World Cup fever continues to creep into the lives of those who surround me (although the interesting thing about working in Widnes is that the kids like football but are far more interested in Rugby League, even if the Vikings have dropped out of Super League.) I do want England to do well, but I'm not convinced about flags on cars - and what did David Cameron look like? I have this theory that the number of flags on the car is in inverse proportion to how good the driver is.

This week I was cut up by an old Rover with 4 flags. Say no more.

Sunday, June 04, 2006

Home Sweet Home - part 2

Well, I made it home yesterday. Half term is now effectively over. I have caught up with a load of marking (hurrah!) I've only completed one report (uh-oh!) and I don't feel at all ready for tomorrow (yikes!)

However, there are compensations.
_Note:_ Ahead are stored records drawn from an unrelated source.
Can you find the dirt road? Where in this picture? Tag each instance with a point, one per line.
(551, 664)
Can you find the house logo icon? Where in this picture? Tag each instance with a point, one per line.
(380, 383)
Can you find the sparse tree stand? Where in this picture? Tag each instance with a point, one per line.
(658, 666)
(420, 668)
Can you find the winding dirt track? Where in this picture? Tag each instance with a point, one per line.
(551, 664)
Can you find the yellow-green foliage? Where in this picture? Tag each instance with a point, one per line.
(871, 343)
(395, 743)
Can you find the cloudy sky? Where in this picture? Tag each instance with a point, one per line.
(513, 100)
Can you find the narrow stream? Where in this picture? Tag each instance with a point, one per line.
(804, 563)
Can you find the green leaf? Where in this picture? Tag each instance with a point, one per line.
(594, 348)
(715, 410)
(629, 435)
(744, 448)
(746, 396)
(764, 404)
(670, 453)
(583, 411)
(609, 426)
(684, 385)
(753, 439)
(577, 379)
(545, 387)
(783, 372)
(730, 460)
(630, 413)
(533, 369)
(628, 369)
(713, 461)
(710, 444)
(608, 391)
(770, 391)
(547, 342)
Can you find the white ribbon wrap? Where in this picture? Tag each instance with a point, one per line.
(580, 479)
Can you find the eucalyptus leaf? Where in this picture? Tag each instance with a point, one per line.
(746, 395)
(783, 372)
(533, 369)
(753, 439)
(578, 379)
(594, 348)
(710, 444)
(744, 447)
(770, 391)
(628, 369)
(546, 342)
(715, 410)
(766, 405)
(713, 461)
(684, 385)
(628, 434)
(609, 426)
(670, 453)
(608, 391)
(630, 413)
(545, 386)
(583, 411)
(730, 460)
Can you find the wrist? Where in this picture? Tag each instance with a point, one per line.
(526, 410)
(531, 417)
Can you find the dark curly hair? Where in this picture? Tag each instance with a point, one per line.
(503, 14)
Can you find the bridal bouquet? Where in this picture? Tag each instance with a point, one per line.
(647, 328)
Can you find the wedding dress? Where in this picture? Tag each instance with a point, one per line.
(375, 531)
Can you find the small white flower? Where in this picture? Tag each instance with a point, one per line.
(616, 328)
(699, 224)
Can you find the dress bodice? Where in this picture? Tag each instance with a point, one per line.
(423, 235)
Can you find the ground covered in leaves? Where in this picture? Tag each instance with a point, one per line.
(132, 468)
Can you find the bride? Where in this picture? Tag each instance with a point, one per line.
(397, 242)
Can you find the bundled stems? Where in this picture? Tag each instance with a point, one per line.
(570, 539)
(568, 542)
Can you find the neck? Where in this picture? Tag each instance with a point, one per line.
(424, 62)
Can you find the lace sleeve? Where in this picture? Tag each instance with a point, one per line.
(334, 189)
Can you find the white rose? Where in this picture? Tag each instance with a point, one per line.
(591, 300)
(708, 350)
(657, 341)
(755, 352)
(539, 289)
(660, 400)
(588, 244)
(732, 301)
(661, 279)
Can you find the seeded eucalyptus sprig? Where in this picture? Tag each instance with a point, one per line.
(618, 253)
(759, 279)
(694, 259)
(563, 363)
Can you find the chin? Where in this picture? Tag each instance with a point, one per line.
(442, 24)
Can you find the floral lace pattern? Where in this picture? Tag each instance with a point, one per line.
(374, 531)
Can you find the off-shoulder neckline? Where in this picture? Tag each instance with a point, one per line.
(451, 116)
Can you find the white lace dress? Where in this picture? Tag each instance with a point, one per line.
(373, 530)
When I should have been hightailing it up back to get on with the work, I was bird-watching in Mum and Dad's back garden. I saw a pair of birds that I'm pretty certain are Linnets (look v. similar to a sparrow) and then the Red Kites put on their acrobatic display:




It doesn't get much better than this...

Friday, June 02, 2006

Home Sweet Home - part 1

Dad's back home - hurrah!

Mum and I arrived at the hospital (me armed with my file of marking, of course) to find Dad fully dressed with his bag packed on the bed. I'm so pleased, because the other chaps who were due to go home yesterday didn't because they couldn't empty their bladders sufficiently and I thought Dad would be the same. However, as he proudly boasted to my Aunt and Uncle earlier this afternoon (to Mum's horror), "I'm going better now than I've been in ages - in fact, I could write my name in the snow!"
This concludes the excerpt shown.